Los especialistas en ética se preguntan en qué momento una sopa de neuronas humanas instalada en el encéfalo de un ratón o un mono encarna algo que merece un estatus moral único. Sin ir más lejos, un informe especial de 2021 elaborado por las Academias Nacionales de Ciencias, Ingeniería y Medicina estadounidenses sobre la investigación en quimeras neuronales planteó algunas cuestiones nada baladíes, como la posibilidad de dotar a los animales de nuevas habilidades cognitivas o síntomas de enfermedades humanas que podrían ser moralmente deplorables. Como revelan algunas encuestas, la sociedad no ve con malos ojos insertar tumores humanos a ratones para investigar el cáncer; crear roedores con sistemas inmunitarios humanos, para estudiar las enfermedades infecciosas; o humanizar corazones o riñones para aliviar la escasez de órganos para trasplante.
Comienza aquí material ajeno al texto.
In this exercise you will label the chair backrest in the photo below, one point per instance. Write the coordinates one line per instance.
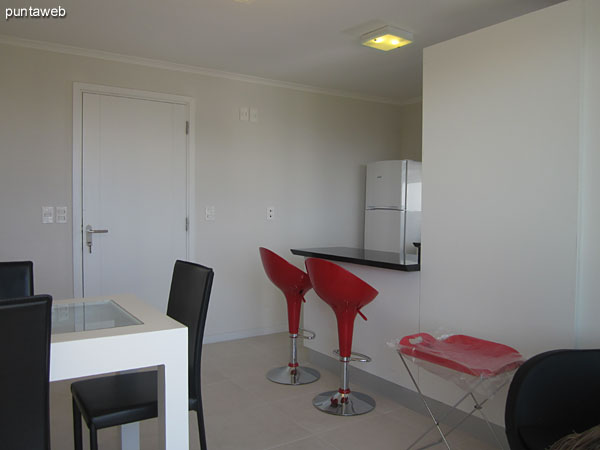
(24, 373)
(16, 279)
(552, 395)
(338, 287)
(287, 277)
(188, 304)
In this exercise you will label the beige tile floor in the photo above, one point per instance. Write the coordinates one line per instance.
(245, 411)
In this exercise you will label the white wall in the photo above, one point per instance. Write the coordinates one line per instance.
(410, 123)
(588, 311)
(305, 156)
(501, 147)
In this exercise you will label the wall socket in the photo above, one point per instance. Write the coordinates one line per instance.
(61, 214)
(47, 214)
(210, 213)
(254, 115)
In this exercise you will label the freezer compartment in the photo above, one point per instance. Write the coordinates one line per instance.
(393, 231)
(386, 184)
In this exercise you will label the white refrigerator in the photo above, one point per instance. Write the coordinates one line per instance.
(393, 207)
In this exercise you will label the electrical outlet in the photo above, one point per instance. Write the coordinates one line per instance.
(210, 213)
(61, 214)
(253, 114)
(47, 214)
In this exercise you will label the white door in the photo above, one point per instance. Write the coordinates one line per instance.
(134, 166)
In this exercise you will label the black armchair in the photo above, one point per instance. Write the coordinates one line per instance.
(553, 394)
(16, 279)
(120, 399)
(24, 373)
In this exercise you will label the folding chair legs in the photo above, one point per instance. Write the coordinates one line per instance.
(477, 407)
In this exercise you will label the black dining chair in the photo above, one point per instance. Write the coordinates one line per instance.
(551, 395)
(24, 373)
(16, 279)
(125, 398)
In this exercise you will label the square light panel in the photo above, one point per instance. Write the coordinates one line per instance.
(387, 38)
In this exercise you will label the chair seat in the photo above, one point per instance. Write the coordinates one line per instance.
(117, 399)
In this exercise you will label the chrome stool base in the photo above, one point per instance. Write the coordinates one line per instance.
(293, 375)
(356, 403)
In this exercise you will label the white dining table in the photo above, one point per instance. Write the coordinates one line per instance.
(114, 341)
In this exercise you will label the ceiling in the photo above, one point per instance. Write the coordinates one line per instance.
(308, 42)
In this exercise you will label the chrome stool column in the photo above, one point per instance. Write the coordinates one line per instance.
(344, 402)
(293, 373)
(294, 283)
(346, 294)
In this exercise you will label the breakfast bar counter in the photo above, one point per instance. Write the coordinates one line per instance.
(362, 256)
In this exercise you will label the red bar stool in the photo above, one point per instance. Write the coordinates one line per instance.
(346, 294)
(294, 283)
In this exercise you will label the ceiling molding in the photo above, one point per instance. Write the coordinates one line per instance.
(159, 64)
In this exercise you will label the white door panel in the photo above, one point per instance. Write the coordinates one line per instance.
(134, 186)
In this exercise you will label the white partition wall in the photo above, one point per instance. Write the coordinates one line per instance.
(503, 116)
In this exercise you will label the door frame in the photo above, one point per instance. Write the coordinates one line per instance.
(77, 206)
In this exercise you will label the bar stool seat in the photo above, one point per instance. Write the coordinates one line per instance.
(294, 284)
(346, 294)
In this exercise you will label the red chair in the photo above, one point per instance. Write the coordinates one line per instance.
(294, 283)
(346, 294)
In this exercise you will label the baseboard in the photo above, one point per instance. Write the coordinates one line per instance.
(475, 426)
(231, 336)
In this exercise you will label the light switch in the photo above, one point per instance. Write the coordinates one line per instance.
(253, 114)
(61, 214)
(210, 213)
(47, 214)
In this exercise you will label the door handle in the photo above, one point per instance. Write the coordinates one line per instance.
(89, 231)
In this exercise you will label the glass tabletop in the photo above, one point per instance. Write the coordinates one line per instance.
(88, 316)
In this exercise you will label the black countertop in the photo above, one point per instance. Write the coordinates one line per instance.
(386, 260)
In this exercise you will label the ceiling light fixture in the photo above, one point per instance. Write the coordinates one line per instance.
(386, 38)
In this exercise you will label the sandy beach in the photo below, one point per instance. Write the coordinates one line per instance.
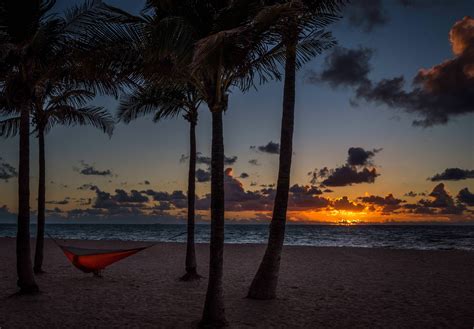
(319, 288)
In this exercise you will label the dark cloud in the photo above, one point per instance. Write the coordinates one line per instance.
(271, 148)
(360, 157)
(203, 176)
(347, 175)
(453, 174)
(423, 4)
(120, 200)
(388, 203)
(344, 67)
(254, 162)
(358, 169)
(366, 14)
(205, 160)
(6, 215)
(345, 204)
(440, 202)
(87, 187)
(122, 196)
(60, 202)
(439, 93)
(466, 197)
(89, 170)
(7, 171)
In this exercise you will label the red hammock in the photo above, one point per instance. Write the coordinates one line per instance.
(95, 260)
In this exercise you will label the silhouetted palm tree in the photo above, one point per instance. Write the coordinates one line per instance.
(167, 101)
(19, 24)
(216, 46)
(62, 107)
(37, 48)
(303, 38)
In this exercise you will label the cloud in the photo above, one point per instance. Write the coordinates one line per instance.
(360, 157)
(388, 203)
(439, 93)
(89, 170)
(203, 176)
(6, 216)
(244, 175)
(202, 159)
(345, 204)
(366, 14)
(7, 171)
(61, 202)
(344, 67)
(177, 198)
(347, 175)
(466, 197)
(121, 199)
(270, 148)
(357, 169)
(441, 202)
(87, 187)
(254, 162)
(453, 174)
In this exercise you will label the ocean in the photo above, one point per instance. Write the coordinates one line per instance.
(424, 237)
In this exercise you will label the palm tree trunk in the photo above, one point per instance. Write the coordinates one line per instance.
(265, 281)
(191, 265)
(214, 314)
(41, 205)
(26, 280)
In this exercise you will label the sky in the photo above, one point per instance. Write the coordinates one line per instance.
(383, 134)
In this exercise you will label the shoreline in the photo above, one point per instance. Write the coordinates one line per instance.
(328, 287)
(251, 244)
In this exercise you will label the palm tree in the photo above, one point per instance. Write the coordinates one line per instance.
(42, 54)
(19, 24)
(304, 38)
(213, 46)
(65, 107)
(170, 101)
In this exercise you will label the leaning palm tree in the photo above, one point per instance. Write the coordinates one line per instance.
(214, 46)
(40, 52)
(19, 24)
(64, 106)
(167, 101)
(301, 32)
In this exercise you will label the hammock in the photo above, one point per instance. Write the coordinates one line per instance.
(95, 260)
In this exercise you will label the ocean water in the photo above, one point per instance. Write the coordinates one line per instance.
(441, 237)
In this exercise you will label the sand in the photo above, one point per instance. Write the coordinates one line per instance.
(319, 288)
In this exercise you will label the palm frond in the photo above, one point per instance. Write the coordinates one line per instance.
(67, 115)
(9, 127)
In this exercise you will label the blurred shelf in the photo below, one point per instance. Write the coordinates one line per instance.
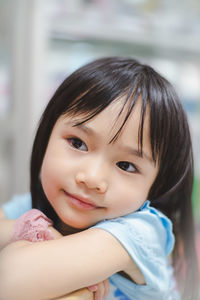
(183, 43)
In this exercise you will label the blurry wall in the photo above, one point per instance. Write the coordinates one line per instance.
(42, 41)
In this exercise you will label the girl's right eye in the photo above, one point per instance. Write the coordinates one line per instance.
(77, 143)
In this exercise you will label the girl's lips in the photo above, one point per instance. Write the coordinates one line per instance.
(80, 202)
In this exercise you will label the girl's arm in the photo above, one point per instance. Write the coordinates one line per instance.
(6, 228)
(53, 268)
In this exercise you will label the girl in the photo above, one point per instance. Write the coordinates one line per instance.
(112, 166)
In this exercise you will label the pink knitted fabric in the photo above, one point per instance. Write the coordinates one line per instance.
(32, 226)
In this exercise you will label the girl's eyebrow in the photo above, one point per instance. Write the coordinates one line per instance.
(125, 149)
(82, 127)
(136, 152)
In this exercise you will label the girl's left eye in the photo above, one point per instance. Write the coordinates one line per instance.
(127, 166)
(78, 144)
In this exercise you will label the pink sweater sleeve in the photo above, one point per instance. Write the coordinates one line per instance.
(32, 226)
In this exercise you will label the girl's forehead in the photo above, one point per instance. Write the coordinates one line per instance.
(113, 118)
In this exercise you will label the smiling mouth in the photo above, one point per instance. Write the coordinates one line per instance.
(80, 202)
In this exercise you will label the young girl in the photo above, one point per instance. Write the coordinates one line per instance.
(112, 167)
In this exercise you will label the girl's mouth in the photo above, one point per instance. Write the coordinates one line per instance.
(80, 202)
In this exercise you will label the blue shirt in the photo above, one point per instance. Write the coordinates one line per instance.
(148, 238)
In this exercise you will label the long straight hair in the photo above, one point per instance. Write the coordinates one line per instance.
(88, 91)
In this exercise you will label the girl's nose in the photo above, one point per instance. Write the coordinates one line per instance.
(92, 181)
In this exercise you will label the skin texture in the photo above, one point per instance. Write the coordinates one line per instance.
(86, 179)
(81, 164)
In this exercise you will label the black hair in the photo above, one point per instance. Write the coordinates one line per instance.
(88, 91)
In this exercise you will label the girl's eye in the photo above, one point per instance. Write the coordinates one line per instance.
(78, 144)
(127, 166)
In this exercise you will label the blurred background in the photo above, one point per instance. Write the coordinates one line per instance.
(43, 41)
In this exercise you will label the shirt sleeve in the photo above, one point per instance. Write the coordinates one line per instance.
(18, 205)
(147, 237)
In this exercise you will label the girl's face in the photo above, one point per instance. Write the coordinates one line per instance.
(87, 179)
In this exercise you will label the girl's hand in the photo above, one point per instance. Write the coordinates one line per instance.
(100, 290)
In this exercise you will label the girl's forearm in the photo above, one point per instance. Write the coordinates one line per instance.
(47, 270)
(6, 231)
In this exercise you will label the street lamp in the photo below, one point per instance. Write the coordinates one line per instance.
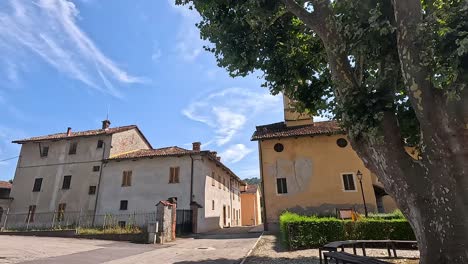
(359, 175)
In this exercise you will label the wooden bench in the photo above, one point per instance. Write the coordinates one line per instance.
(391, 245)
(343, 257)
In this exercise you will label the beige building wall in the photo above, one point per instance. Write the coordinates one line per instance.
(150, 184)
(252, 213)
(313, 168)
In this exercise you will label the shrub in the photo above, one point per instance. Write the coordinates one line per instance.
(311, 231)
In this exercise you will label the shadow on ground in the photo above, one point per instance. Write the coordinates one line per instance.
(254, 260)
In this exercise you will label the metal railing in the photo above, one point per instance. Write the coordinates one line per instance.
(74, 220)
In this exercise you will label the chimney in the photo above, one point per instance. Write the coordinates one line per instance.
(105, 124)
(196, 146)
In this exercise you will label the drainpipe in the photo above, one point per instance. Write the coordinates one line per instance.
(191, 180)
(265, 221)
(99, 182)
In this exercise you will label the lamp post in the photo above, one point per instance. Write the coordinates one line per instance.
(359, 175)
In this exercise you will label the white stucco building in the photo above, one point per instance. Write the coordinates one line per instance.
(116, 171)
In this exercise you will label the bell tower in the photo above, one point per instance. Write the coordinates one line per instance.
(292, 117)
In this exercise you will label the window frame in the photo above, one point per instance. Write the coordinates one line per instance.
(174, 173)
(343, 185)
(121, 207)
(93, 188)
(40, 184)
(283, 189)
(73, 146)
(127, 178)
(44, 151)
(69, 182)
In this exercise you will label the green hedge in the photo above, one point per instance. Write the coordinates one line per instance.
(299, 232)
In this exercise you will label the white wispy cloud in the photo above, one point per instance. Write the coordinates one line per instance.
(227, 111)
(189, 45)
(235, 153)
(48, 29)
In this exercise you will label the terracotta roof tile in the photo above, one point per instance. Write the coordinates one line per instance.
(5, 185)
(143, 153)
(86, 133)
(280, 130)
(250, 189)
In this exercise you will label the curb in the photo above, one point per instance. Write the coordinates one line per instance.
(250, 251)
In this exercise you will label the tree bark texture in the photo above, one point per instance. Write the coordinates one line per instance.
(432, 191)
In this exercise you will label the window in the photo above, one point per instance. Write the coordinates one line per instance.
(44, 151)
(66, 182)
(278, 147)
(31, 212)
(61, 212)
(123, 205)
(174, 175)
(92, 190)
(127, 178)
(281, 185)
(72, 149)
(37, 185)
(348, 182)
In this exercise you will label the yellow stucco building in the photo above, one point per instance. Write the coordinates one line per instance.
(309, 167)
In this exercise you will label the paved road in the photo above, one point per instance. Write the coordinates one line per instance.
(212, 248)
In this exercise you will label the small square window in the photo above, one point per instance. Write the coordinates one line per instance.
(44, 151)
(127, 178)
(348, 182)
(92, 190)
(37, 185)
(174, 174)
(72, 150)
(66, 182)
(123, 205)
(281, 185)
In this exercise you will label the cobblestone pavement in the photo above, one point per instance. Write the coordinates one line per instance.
(269, 250)
(226, 249)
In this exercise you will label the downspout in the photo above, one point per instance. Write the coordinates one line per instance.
(264, 214)
(99, 182)
(191, 181)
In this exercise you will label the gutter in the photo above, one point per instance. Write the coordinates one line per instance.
(99, 181)
(265, 221)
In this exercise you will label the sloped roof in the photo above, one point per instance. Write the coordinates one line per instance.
(86, 133)
(280, 130)
(143, 153)
(5, 185)
(171, 151)
(251, 189)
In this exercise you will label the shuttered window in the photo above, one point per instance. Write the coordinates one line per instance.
(174, 175)
(281, 185)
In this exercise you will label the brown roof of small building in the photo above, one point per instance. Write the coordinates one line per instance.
(250, 189)
(87, 133)
(146, 153)
(5, 185)
(171, 151)
(280, 130)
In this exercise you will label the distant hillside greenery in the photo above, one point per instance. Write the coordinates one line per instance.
(252, 181)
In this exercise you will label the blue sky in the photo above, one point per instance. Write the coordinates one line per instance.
(64, 63)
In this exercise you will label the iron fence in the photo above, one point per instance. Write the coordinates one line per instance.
(74, 220)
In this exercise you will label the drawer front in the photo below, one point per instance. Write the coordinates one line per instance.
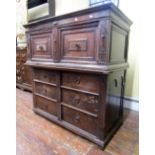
(86, 82)
(41, 45)
(78, 44)
(46, 90)
(46, 105)
(45, 75)
(81, 120)
(82, 101)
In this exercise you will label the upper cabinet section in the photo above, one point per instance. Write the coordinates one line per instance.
(97, 35)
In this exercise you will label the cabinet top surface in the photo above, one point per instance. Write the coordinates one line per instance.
(101, 8)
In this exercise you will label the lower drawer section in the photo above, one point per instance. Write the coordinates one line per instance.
(46, 90)
(46, 105)
(81, 120)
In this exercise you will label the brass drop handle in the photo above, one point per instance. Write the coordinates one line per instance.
(77, 118)
(77, 80)
(45, 76)
(45, 92)
(45, 107)
(116, 82)
(77, 46)
(76, 100)
(41, 48)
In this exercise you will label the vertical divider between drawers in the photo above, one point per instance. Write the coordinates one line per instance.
(58, 89)
(33, 89)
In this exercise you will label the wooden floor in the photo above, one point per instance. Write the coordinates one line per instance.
(38, 136)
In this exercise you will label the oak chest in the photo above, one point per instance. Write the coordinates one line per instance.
(79, 61)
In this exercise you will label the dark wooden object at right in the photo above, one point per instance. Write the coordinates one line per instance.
(79, 62)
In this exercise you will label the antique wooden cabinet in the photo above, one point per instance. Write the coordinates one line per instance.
(23, 72)
(79, 61)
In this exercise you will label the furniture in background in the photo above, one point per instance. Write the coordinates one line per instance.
(23, 72)
(38, 9)
(100, 2)
(79, 63)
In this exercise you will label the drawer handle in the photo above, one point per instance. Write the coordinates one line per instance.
(76, 100)
(116, 82)
(44, 92)
(45, 76)
(77, 118)
(77, 80)
(45, 107)
(77, 46)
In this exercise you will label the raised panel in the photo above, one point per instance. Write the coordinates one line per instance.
(78, 44)
(80, 100)
(88, 82)
(46, 90)
(45, 75)
(81, 120)
(41, 45)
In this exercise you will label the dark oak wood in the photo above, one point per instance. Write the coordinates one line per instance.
(23, 72)
(79, 62)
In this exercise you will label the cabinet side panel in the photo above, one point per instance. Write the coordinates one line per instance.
(118, 45)
(114, 98)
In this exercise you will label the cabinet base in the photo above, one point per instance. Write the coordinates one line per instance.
(80, 132)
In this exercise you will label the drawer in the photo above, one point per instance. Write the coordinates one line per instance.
(41, 45)
(78, 44)
(46, 105)
(86, 82)
(46, 90)
(45, 75)
(82, 101)
(80, 120)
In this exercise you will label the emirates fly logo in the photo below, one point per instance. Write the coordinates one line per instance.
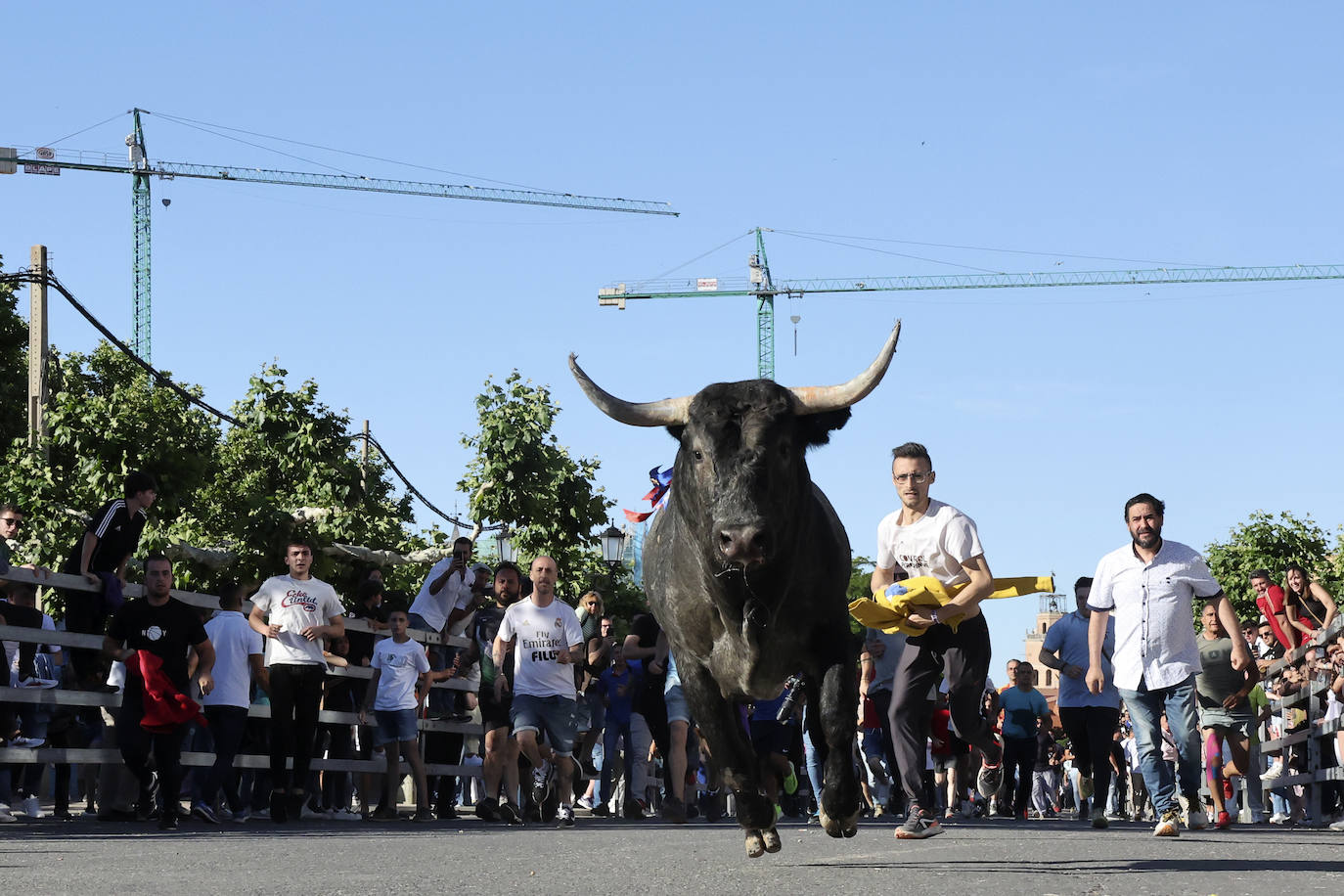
(298, 598)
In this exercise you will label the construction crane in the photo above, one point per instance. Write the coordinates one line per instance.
(42, 160)
(762, 288)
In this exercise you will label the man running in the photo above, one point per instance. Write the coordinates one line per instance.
(935, 539)
(1150, 586)
(547, 643)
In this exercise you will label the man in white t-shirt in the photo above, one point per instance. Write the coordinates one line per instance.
(238, 662)
(399, 684)
(295, 612)
(547, 641)
(935, 539)
(1150, 586)
(1089, 719)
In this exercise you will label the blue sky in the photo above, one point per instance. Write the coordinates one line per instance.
(1080, 137)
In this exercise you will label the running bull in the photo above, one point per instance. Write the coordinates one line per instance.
(746, 569)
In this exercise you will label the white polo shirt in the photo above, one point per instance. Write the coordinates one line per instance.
(1152, 602)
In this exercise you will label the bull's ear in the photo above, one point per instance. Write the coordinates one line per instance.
(816, 427)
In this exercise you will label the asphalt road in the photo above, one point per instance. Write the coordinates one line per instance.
(981, 857)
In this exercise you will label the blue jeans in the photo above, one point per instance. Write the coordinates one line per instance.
(1145, 711)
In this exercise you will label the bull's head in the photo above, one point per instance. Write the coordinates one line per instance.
(740, 468)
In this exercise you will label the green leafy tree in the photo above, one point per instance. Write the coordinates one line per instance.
(294, 454)
(104, 421)
(1266, 542)
(523, 477)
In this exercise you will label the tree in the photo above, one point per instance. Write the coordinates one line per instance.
(293, 453)
(104, 421)
(234, 489)
(523, 477)
(1271, 543)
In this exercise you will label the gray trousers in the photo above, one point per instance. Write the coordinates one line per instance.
(963, 655)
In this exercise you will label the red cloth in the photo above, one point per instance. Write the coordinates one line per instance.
(1271, 605)
(165, 707)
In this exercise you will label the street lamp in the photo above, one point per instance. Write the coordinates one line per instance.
(504, 546)
(613, 547)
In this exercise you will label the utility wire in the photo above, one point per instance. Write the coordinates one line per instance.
(25, 276)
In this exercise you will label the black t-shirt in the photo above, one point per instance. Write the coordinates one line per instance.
(164, 632)
(648, 701)
(485, 626)
(118, 536)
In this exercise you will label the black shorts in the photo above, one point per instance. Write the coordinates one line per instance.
(495, 713)
(770, 737)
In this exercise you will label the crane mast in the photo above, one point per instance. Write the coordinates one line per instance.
(49, 161)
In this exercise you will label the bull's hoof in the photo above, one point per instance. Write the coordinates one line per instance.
(839, 827)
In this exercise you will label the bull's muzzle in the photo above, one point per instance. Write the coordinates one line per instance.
(744, 544)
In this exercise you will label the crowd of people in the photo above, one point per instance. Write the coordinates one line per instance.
(549, 712)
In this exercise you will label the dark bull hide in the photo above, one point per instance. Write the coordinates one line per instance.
(746, 569)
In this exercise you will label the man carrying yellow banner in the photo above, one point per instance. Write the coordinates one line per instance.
(927, 538)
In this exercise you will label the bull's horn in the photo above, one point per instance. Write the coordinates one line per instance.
(669, 411)
(819, 399)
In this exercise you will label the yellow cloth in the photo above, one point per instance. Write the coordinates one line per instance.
(888, 614)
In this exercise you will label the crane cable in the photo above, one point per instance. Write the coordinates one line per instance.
(24, 276)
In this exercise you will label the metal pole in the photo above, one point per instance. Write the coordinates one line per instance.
(363, 461)
(38, 352)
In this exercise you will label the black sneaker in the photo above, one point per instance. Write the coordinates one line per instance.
(918, 825)
(541, 784)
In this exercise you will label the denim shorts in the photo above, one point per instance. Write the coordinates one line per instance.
(552, 715)
(675, 700)
(394, 724)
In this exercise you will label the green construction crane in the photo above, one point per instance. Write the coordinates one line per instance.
(762, 288)
(47, 161)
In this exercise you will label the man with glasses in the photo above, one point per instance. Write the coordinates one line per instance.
(1150, 586)
(935, 539)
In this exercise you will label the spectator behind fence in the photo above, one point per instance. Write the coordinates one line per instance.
(295, 612)
(101, 558)
(1308, 606)
(1269, 601)
(238, 664)
(151, 636)
(397, 691)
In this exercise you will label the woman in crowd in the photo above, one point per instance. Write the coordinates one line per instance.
(1307, 604)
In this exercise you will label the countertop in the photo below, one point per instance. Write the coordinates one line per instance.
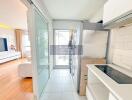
(121, 91)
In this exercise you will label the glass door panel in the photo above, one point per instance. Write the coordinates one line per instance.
(38, 29)
(42, 53)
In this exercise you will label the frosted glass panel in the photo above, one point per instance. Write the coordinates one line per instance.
(42, 51)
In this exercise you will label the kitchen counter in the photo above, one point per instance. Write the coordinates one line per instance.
(120, 91)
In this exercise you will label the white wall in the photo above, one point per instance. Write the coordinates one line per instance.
(13, 13)
(94, 44)
(10, 35)
(121, 47)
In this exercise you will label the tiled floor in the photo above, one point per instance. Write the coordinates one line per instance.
(60, 87)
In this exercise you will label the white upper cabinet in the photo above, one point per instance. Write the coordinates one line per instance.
(115, 8)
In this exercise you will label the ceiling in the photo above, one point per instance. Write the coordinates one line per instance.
(13, 13)
(73, 9)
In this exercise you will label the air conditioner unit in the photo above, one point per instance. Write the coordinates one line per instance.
(120, 21)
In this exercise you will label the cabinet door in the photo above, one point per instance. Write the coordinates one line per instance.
(89, 94)
(115, 8)
(111, 97)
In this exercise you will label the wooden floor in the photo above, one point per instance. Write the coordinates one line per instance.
(12, 87)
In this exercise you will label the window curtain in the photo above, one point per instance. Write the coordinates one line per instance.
(19, 40)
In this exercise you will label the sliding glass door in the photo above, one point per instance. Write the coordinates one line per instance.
(38, 28)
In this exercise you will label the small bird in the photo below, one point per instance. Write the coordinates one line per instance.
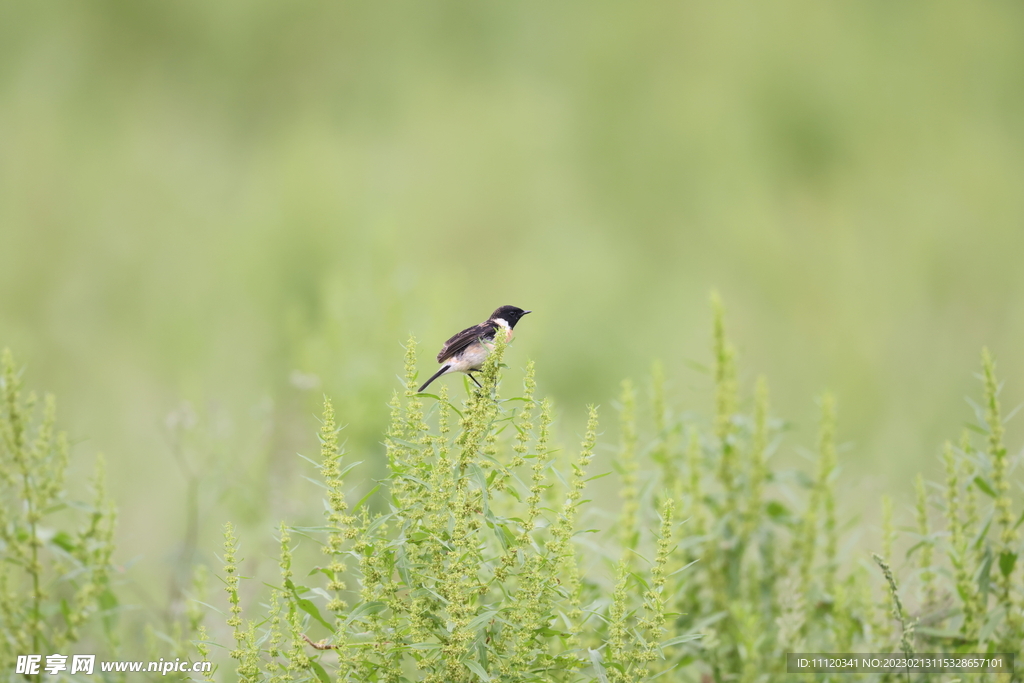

En los últimos meses, los investigadores han trasplantado riñones de cerdo genéticamente modificados y un corazón de cerdo en pacientes humanos. Pero ¿cómo reaccionaríamos ante una quimera neuronal que dote al animal con alguna capacidad cognitiva humana? ¿Dejaría este de ser un mero animal?

Aunque la investigación con quimeras no es nada nuevo para la ciencia –a principios de la década de 1900, los embriólogos ya cortaban y pegaban pedazos de embriones de diferentes especies animales, por ejemplo, de pollo y codorniz, para averiguar dónde se originaron las señales del desarrollo embrionario–, la evolución de las técnicas relacionadas con ellas invade un nuevo territorio ético sin explorar.

Los reguladores deberán vigilar los avances con obstinación, sobre todo desde que la biomedicina baraja la posibilidad de ir más allá del trasplante de unas pocas células aisladas para crear animales quiméricos dotados de regiones cerebrales humanas. En efecto, un gran progreso en el estudio del tejido cerebral humano en el laboratorio ha sido el surgimiento de los llamados organoides cerebrales, estructuras autoorganizadas que surgen cuando las células madre cerebrales crecen en cultivo 3D. Se trata de cerebros en miniatura que los neurocientíficos usan con distintos fines, desde probar medicamentos hasta estudiar la formación de tejidos.

Desde que Madeline Lancaster y Jürgen Knoblich los crearan por primera vez en 2013, los organoides cerebrales humanos se han vuelto cada vez más complejos, hasta el punto de que algunos expertos unen varios de ellos para obtener lo que llaman assembloids.

Hoy, los neurocientíficos han comenzado a trasplantar estos últimos, así como los organoides simples, en los sesos de ratones para reproducir más de cerca la complejidad de los circuitos de nuestra sesera y cómo fallan en la enfermedad.

En 2019, el neurocientífico Rusty Gage y sus colegas del Instituto Salk de Estudios Biológicos en La Jolla (EE. UU.) logró trasplantar organoides humanos en cerebros de ratones y mantenerlos vivos durante once meses: el tejido cerebral humano se integró en el cerebro de los roedores, y desarrolló vasos sanguíneos, maduró y respondió a los estímulos, e incluso formó conexiones, escasas pero funcionales, ¡con las neuronas del ratón! Hoy este tipo de quimeras se están utilizando para encontrar un tratamiento contra el alzhéimer o el párkinson.